Provincial Minister of Punjab for School Education
- In office 27 August 2018 – 14 January 2023

Member of the Provincial Assembly of the Punjab
- In office 15 August 2018 – 14 January 2023
- Constituency: PP-159 Lahore-XVI
- In office 29 May 2013 – 31 May 2018
- Constituency: PP-152 (Lahore-XVI)

President of IPP Lahore Division
- In office 12 August 2023 – 3 August 2025
- President: Aleem Khan; Jahangir Tareen;

Personal details
- Born: 6 June 1969 (age 57) Gujrat, Punjab, Pakistan
- Party: IPP (2023–present); PTI (2013–2023);

= Murad Raas =

Pakistani politician

Murad Raas (born 6 June 1969) is a Pakistani politician who is the former Provincial Minister of Punjab for School Education, in office from 27 August 2018 to 2021. He had been a member of the Provincial Assembly of the Punjab from August 2018 till January 2023. Previously he was a Member of the Provincial Assembly of the Punjab from May 2013 to May 2018.

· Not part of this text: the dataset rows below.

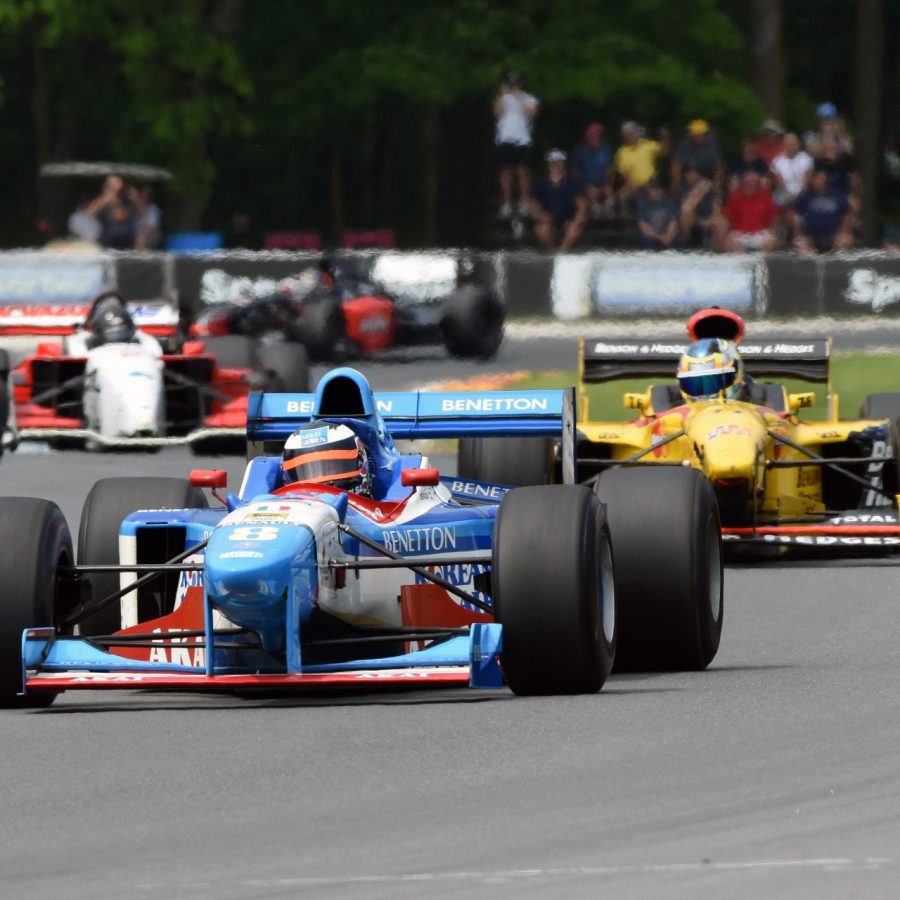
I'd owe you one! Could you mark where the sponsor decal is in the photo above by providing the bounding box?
[242,513,289,523]
[148,628,205,667]
[298,426,328,448]
[864,438,891,508]
[724,533,900,546]
[415,563,490,612]
[199,269,280,306]
[174,556,205,608]
[358,316,391,333]
[449,480,508,500]
[708,424,752,441]
[219,550,265,559]
[282,398,393,415]
[592,261,755,315]
[592,342,685,355]
[440,397,548,413]
[845,269,900,313]
[829,514,897,524]
[228,525,280,541]
[382,526,457,554]
[0,260,106,303]
[741,343,818,355]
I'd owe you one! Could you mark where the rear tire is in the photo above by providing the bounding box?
[594,466,722,672]
[860,392,900,496]
[203,335,256,370]
[0,498,73,707]
[257,341,310,393]
[457,437,553,485]
[493,485,615,695]
[300,294,345,362]
[77,478,208,635]
[441,286,504,359]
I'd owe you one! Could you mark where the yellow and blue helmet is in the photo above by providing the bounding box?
[677,338,744,400]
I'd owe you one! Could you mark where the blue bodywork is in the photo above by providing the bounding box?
[22,368,576,694]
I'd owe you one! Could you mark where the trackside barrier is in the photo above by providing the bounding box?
[3,249,900,320]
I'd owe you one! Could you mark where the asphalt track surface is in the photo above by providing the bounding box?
[3,333,900,898]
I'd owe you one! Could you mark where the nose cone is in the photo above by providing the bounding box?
[205,516,317,650]
[690,406,765,481]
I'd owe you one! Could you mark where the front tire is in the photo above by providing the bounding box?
[493,485,615,695]
[0,498,73,707]
[77,478,208,635]
[594,466,722,672]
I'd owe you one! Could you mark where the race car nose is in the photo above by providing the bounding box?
[204,524,316,651]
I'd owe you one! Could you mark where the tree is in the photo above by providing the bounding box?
[854,0,884,245]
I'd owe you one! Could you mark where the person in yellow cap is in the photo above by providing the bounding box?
[614,121,670,210]
[671,118,722,192]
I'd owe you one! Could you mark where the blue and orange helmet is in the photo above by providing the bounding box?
[677,338,744,401]
[282,421,373,495]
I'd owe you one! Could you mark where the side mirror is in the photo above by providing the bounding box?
[190,469,228,488]
[190,469,228,505]
[788,392,816,412]
[401,468,440,488]
[624,392,647,411]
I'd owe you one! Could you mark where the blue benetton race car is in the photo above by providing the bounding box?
[0,367,723,706]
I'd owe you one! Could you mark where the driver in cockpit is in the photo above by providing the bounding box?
[281,420,375,496]
[676,337,748,402]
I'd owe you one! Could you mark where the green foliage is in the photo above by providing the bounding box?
[0,0,885,242]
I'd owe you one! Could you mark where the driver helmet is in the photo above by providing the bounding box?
[90,303,136,345]
[677,338,744,401]
[282,420,373,495]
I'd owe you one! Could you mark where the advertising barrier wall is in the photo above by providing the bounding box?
[3,248,900,321]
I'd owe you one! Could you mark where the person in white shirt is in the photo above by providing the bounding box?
[493,70,539,218]
[770,133,813,206]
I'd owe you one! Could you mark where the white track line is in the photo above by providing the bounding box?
[137,856,894,891]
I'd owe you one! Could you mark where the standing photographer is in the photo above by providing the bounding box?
[494,70,539,219]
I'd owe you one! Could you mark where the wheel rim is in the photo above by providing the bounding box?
[599,531,616,644]
[706,515,722,622]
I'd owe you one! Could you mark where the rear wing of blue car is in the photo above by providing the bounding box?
[246,387,578,484]
[580,337,832,384]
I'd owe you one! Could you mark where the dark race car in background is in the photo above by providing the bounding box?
[190,253,505,362]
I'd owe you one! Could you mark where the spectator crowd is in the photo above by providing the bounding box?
[67,175,162,250]
[494,73,861,255]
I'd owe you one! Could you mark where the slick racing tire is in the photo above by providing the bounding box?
[77,478,208,636]
[257,341,310,393]
[594,466,722,672]
[493,485,615,695]
[0,498,73,707]
[203,335,257,370]
[441,286,505,360]
[860,392,900,496]
[300,294,345,362]
[457,436,554,486]
[0,349,9,459]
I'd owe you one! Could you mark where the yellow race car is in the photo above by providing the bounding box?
[460,309,900,554]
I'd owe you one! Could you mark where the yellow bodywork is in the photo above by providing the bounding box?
[577,339,890,524]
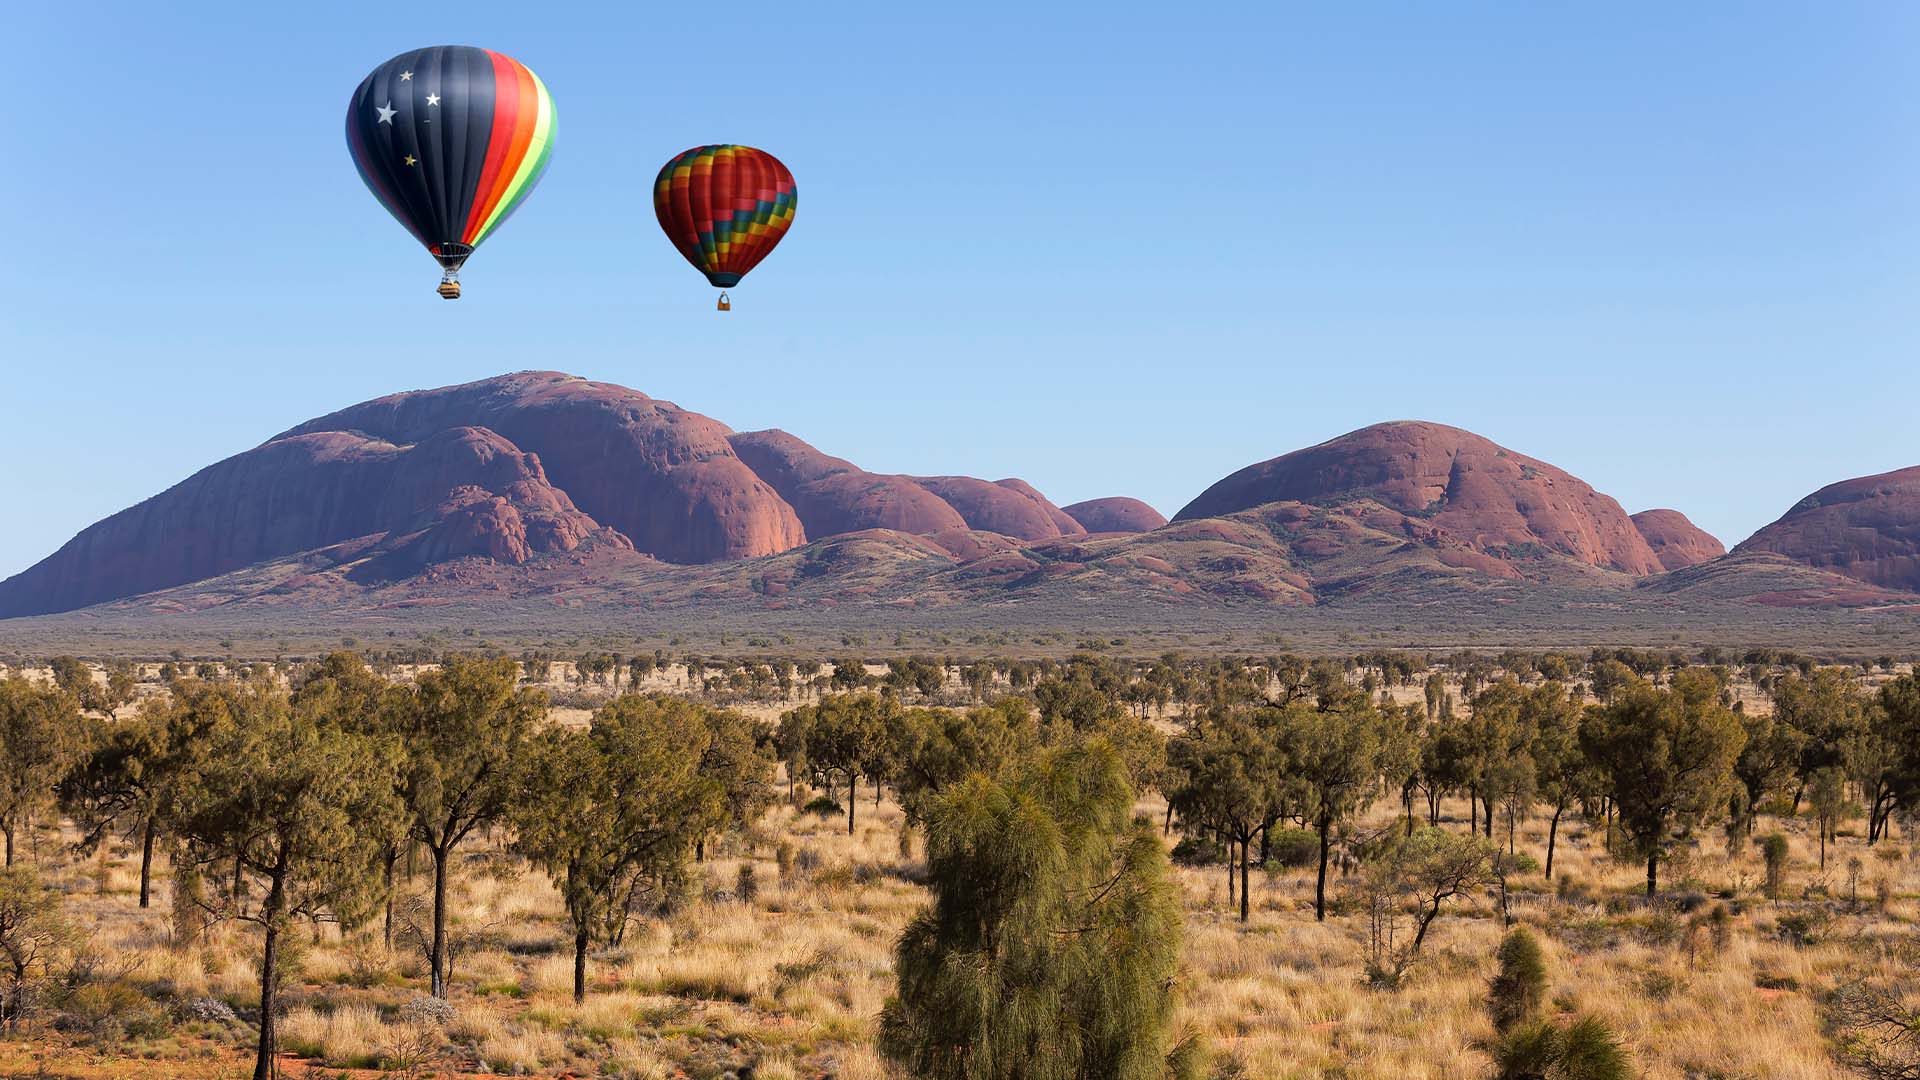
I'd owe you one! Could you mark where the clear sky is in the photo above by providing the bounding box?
[3,3,1916,579]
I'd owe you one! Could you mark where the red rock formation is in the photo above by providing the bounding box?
[910,476,1078,541]
[727,429,967,537]
[280,371,804,565]
[1061,497,1168,534]
[1631,509,1725,571]
[1733,466,1920,592]
[993,480,1087,536]
[0,424,618,617]
[1175,421,1664,575]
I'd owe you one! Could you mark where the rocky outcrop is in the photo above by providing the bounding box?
[726,430,967,538]
[1732,466,1920,592]
[279,371,804,565]
[910,476,1082,541]
[1175,421,1665,575]
[1061,497,1168,534]
[1631,509,1725,571]
[0,424,619,617]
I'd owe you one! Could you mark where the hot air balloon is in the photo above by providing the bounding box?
[653,145,796,311]
[346,46,556,299]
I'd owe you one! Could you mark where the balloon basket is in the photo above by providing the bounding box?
[437,282,462,300]
[716,291,731,312]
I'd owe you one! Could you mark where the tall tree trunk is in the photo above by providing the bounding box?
[253,871,288,1080]
[1545,807,1562,881]
[383,846,398,949]
[138,816,156,908]
[1646,849,1658,897]
[573,923,590,1004]
[848,775,859,836]
[4,822,12,867]
[1314,816,1332,922]
[1239,837,1251,923]
[430,844,450,998]
[1163,802,1173,836]
[1469,789,1478,835]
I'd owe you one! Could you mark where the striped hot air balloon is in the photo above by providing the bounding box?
[346,46,556,299]
[653,145,796,310]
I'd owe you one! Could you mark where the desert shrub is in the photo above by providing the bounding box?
[56,980,165,1041]
[802,795,843,818]
[1488,928,1548,1032]
[1762,833,1790,898]
[1264,828,1319,870]
[736,863,759,905]
[398,994,456,1027]
[775,841,797,883]
[1774,910,1830,947]
[1494,1015,1630,1080]
[1169,836,1224,867]
[181,996,239,1025]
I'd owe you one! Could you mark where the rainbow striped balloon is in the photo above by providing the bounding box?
[346,46,556,289]
[654,145,796,289]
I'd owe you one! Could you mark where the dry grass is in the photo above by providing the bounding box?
[3,699,1916,1078]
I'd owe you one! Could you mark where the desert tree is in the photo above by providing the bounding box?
[0,677,86,866]
[1274,691,1405,920]
[1524,682,1589,879]
[57,690,211,908]
[1357,825,1495,987]
[1807,765,1846,870]
[1732,707,1805,838]
[892,698,1040,823]
[0,867,71,1032]
[289,652,412,943]
[879,738,1203,1080]
[1581,669,1746,895]
[166,678,402,1080]
[789,693,891,834]
[1466,679,1540,849]
[1168,710,1285,921]
[394,655,544,996]
[1869,673,1920,844]
[511,698,730,1002]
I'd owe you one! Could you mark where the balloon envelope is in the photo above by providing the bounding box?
[346,46,556,272]
[653,145,796,288]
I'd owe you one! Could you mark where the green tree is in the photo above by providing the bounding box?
[395,656,543,996]
[1527,683,1590,879]
[512,699,729,1002]
[0,677,85,866]
[1168,710,1285,921]
[57,689,215,908]
[1807,765,1845,870]
[788,694,891,835]
[1275,693,1404,920]
[0,867,71,1031]
[1581,670,1746,895]
[167,679,402,1080]
[879,739,1200,1080]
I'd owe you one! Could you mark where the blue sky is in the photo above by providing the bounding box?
[3,3,1916,579]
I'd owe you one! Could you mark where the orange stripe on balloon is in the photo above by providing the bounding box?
[458,52,533,242]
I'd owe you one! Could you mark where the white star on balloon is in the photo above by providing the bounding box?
[376,102,397,124]
[400,70,413,81]
[426,93,440,106]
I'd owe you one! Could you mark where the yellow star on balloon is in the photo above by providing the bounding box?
[403,155,417,166]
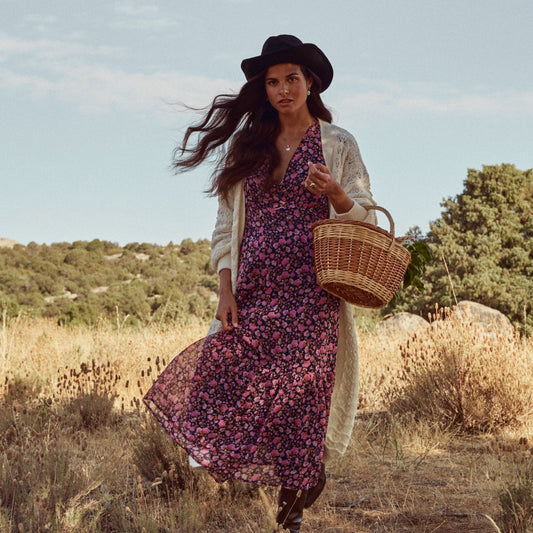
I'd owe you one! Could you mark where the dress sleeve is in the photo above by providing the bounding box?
[210,189,234,273]
[333,132,377,225]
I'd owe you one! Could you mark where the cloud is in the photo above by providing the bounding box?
[0,34,121,62]
[4,32,530,122]
[23,14,58,25]
[112,2,175,30]
[0,63,237,116]
[336,78,533,117]
[0,33,237,116]
[20,13,58,33]
[51,66,236,115]
[115,4,159,16]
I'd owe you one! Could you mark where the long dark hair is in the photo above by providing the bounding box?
[173,67,333,199]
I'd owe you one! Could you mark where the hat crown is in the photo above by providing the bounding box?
[241,34,333,92]
[261,35,303,56]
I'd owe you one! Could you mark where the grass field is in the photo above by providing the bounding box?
[1,313,532,532]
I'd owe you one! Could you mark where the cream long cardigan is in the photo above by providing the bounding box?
[208,119,377,463]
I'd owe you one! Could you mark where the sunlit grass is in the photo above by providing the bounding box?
[1,314,532,532]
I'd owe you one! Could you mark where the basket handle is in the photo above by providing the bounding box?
[364,205,397,249]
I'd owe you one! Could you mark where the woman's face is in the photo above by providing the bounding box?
[265,63,312,116]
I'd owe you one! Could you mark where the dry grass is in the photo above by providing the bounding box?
[1,314,532,532]
[387,308,533,432]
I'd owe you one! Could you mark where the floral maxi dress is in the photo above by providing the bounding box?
[144,121,340,490]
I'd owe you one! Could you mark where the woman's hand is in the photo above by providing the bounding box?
[216,269,238,331]
[304,161,333,195]
[304,161,354,214]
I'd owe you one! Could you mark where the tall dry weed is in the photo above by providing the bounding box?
[0,402,90,532]
[387,308,533,433]
[132,416,191,494]
[358,329,404,410]
[499,463,533,533]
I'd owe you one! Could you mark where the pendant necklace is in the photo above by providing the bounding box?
[281,138,293,152]
[280,121,312,153]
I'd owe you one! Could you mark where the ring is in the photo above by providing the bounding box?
[309,182,316,188]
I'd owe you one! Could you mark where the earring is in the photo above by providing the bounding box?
[307,89,311,96]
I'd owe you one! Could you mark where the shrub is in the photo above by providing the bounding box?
[56,361,120,430]
[58,303,100,326]
[387,308,533,433]
[1,373,43,407]
[0,296,20,319]
[86,239,105,253]
[66,389,117,430]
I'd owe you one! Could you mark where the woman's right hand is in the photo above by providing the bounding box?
[216,269,239,331]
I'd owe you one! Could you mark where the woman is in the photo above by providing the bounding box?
[144,34,376,532]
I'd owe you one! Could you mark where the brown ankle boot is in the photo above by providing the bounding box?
[276,487,308,533]
[304,462,326,509]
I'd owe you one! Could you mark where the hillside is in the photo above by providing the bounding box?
[0,238,218,326]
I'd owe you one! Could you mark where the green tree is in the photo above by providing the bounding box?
[398,164,533,333]
[86,239,105,253]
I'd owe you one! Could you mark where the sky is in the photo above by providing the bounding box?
[1,0,532,246]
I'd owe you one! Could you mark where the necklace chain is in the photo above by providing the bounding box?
[279,120,313,154]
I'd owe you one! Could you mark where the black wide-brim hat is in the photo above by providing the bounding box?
[241,34,333,92]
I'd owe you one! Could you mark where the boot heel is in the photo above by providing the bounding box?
[276,487,308,532]
[304,462,326,509]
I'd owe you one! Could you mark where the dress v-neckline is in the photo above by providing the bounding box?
[273,120,316,186]
[273,148,298,186]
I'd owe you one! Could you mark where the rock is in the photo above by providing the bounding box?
[375,312,430,336]
[453,300,513,333]
[0,238,18,248]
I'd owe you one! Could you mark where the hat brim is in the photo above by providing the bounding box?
[241,43,333,92]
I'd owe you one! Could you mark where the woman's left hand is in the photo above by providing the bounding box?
[304,161,334,196]
[304,160,356,215]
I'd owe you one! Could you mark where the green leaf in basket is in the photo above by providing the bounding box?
[401,240,433,293]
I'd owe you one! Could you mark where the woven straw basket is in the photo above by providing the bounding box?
[312,206,411,308]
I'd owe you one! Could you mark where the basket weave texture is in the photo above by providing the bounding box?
[312,206,411,308]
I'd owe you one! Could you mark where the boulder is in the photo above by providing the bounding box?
[375,312,429,336]
[453,300,513,333]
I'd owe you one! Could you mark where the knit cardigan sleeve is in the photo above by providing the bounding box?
[211,181,246,281]
[320,119,377,225]
[210,190,234,274]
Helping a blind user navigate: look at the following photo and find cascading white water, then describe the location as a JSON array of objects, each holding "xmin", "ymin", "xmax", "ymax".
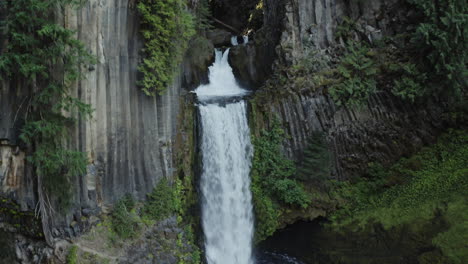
[
  {"xmin": 231, "ymin": 35, "xmax": 249, "ymax": 46},
  {"xmin": 195, "ymin": 49, "xmax": 254, "ymax": 264}
]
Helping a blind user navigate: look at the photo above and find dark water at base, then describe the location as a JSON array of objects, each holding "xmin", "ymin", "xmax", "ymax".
[
  {"xmin": 257, "ymin": 218, "xmax": 437, "ymax": 264},
  {"xmin": 256, "ymin": 251, "xmax": 305, "ymax": 264}
]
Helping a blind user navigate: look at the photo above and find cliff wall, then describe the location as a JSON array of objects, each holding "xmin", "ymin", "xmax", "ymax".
[
  {"xmin": 247, "ymin": 0, "xmax": 447, "ymax": 179},
  {"xmin": 1, "ymin": 0, "xmax": 182, "ymax": 227}
]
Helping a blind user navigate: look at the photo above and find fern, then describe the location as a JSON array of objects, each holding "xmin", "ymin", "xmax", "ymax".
[
  {"xmin": 329, "ymin": 42, "xmax": 378, "ymax": 106},
  {"xmin": 407, "ymin": 0, "xmax": 467, "ymax": 98}
]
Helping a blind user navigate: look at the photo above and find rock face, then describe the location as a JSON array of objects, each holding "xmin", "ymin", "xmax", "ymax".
[
  {"xmin": 211, "ymin": 0, "xmax": 258, "ymax": 31},
  {"xmin": 248, "ymin": 0, "xmax": 446, "ymax": 179},
  {"xmin": 254, "ymin": 92, "xmax": 445, "ymax": 180},
  {"xmin": 68, "ymin": 0, "xmax": 181, "ymax": 205},
  {"xmin": 206, "ymin": 29, "xmax": 232, "ymax": 47},
  {"xmin": 0, "ymin": 0, "xmax": 183, "ymax": 226},
  {"xmin": 229, "ymin": 0, "xmax": 286, "ymax": 88},
  {"xmin": 278, "ymin": 0, "xmax": 404, "ymax": 62}
]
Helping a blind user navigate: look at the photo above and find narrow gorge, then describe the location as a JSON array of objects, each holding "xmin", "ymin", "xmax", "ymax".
[{"xmin": 0, "ymin": 0, "xmax": 466, "ymax": 264}]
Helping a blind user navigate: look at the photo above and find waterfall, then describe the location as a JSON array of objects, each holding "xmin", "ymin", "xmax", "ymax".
[
  {"xmin": 231, "ymin": 35, "xmax": 249, "ymax": 46},
  {"xmin": 195, "ymin": 49, "xmax": 254, "ymax": 264}
]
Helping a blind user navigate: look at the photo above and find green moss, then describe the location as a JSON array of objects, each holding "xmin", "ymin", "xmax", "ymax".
[
  {"xmin": 329, "ymin": 129, "xmax": 468, "ymax": 263},
  {"xmin": 0, "ymin": 196, "xmax": 43, "ymax": 238},
  {"xmin": 432, "ymin": 199, "xmax": 468, "ymax": 264}
]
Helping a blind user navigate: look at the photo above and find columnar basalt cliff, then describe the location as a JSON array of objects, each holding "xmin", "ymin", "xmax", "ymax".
[
  {"xmin": 244, "ymin": 0, "xmax": 448, "ymax": 180},
  {"xmin": 1, "ymin": 1, "xmax": 198, "ymax": 261},
  {"xmin": 1, "ymin": 0, "xmax": 181, "ymax": 215}
]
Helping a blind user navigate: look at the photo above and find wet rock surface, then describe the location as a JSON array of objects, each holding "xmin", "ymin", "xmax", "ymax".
[{"xmin": 206, "ymin": 29, "xmax": 232, "ymax": 47}]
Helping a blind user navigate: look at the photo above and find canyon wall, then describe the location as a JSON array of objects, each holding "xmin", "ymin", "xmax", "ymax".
[
  {"xmin": 246, "ymin": 0, "xmax": 447, "ymax": 179},
  {"xmin": 1, "ymin": 0, "xmax": 183, "ymax": 228}
]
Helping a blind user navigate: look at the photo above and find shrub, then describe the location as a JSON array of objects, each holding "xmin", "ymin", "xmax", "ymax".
[
  {"xmin": 272, "ymin": 179, "xmax": 310, "ymax": 208},
  {"xmin": 142, "ymin": 178, "xmax": 177, "ymax": 221},
  {"xmin": 391, "ymin": 63, "xmax": 427, "ymax": 102},
  {"xmin": 110, "ymin": 194, "xmax": 141, "ymax": 239},
  {"xmin": 250, "ymin": 184, "xmax": 279, "ymax": 243},
  {"xmin": 329, "ymin": 42, "xmax": 378, "ymax": 106},
  {"xmin": 251, "ymin": 119, "xmax": 311, "ymax": 241},
  {"xmin": 407, "ymin": 0, "xmax": 467, "ymax": 99},
  {"xmin": 335, "ymin": 16, "xmax": 357, "ymax": 41},
  {"xmin": 137, "ymin": 0, "xmax": 195, "ymax": 95}
]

==Early life and education==
He was born on 6 June 1969 in Gujrat. He received his early education from Aitchison College. He has the degree of Bachelor of Business Administration in Finance which he obtained in 1993 from Eastern Kentucky University. He received an Honorary degree of Doctor of Philosophy in Business Administration in 2010 from the American Heritage University of Southern California. He allegedly holds an American citizenship.

==Political career==

He was elected to the Provincial Assembly of the Punjab as a candidate of the Pakistan Tehreek-e-Insaf (PTI) from PP-152 (Lahore-XVI) in the 2013 Punjab provincial election.

He was re-elected to the Provincial Assembly of the Punjab as a candidate of the PTI from PP-159 (Lahore-XVI) in the 2018 Punjab provincial election.

On 27 August 2018, he was inducted into the provincial cabinet of Chief Minister Usman Buzdar and was appointed the Provincial Minister of Punjab for School Education.